The inability to decode AGA/AGG as arginine in mitochondrial translation is well established, but what happens when mitochondrial ribosomes encounter such hungry codons, and are the release factor family members ICT1, C12orf65, or mtRF1 involved? The potential functions of these RF family members, ICT1, C12orf65, and mtRF1, remain unclear. The PXT motif involved in codon recognition has expanded to a hexapeptide in many mammalian mtRF1 proteins. The extension of this motif has been suggested to disrupt the recognition of the first two bases of a termination codon, changing the selectivity from UA to AG, and so it has been proposed that mtRF1 could recognise AGA/AGG [11]. The functions of mtRF family members have more recently been predicted using extensive computer-based molecular dynamic simulations, free-energy calculations, and/or homology modelling to derive 3-D structures in the ribosomal A-site [12,13]. However, these data indicate that neither mtRF1 nor mtRF1a would be able to recognise AGA/AGG in order to facilitate termination at these codons [12,13].

A number of mammalian mitochondrial DNA (mtDNA) sequences have a single AGA or AGG triplet following the MTCO1/MTND6 open reading frames, respectively. These sequences also retain a preceding U that would place UAG in the A-site upon -1 mitoribosomal frameshifting, as was implicated by Temperley et al. [10]. This arrangement, however, is not universal. For example, AGA occurs at the end of the MTCYB bovine, ovine, and equine coding sequences in which a directly preceding U is absent. One unifying theme for our work and that of Akabane et al. could therefore be that in mitochondria from these species, other RF members such as ICT1 or C12orf65 promote translational release at the in-frame AGA/G.

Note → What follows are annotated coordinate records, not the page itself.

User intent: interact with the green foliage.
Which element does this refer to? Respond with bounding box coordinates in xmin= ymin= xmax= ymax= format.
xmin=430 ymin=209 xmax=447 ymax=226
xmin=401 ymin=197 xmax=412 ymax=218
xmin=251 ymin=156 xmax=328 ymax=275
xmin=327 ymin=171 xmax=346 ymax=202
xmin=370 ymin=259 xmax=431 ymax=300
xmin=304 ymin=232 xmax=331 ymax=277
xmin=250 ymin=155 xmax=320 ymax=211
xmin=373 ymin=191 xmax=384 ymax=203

The mystery of the interplay between these triplets and the mt-release factor family members is complex. Interestingly, both rat and mouse retain an mtRF1 protein in addition to the termination factor mtRF1a and yet only use UAA to terminate all of the mtDNA encoded open reading frames [14,15]. Moreover, studies with cell lines depleted of these factors or from patients harbouring mutations in C12orf65 have shown that all four members are important in human mitochondrial translation. It is difficult to be categorical on the functions of these mitochondrial RF family members. Which protein functions on which substrate and under what circumstance remains elusive. For example, it is not unreasonable to extrapolate the in vitro data generated by Akabane et al. [1] to infer that should free ICT1 exist under particular physiological conditions or occur in specific tissues, it could facilitate translation termination at AGA/AGG codons. Crucially, however, the results on stop codon usage by MTCO1 and MTND6 as published in Science by Temperley et al. [2] were performed in growing cells and reflect the actual stop codon positioned in the A-site [2]. Although the prediction and previous long-term assumption was that AGA/AGG acted as A-site stop codons, this contrasts with the actual derived data in cultured cells, which show this to be UAG.

Whilst we welcome the results of Akabane and colleagues, there remains the enigma of defining the precise role that integrated ICT1 and the two other members of the mitochondrial RF family, mtRF1 and C12orf65, play in mammalian mitochondrial protein synthesis in vivo.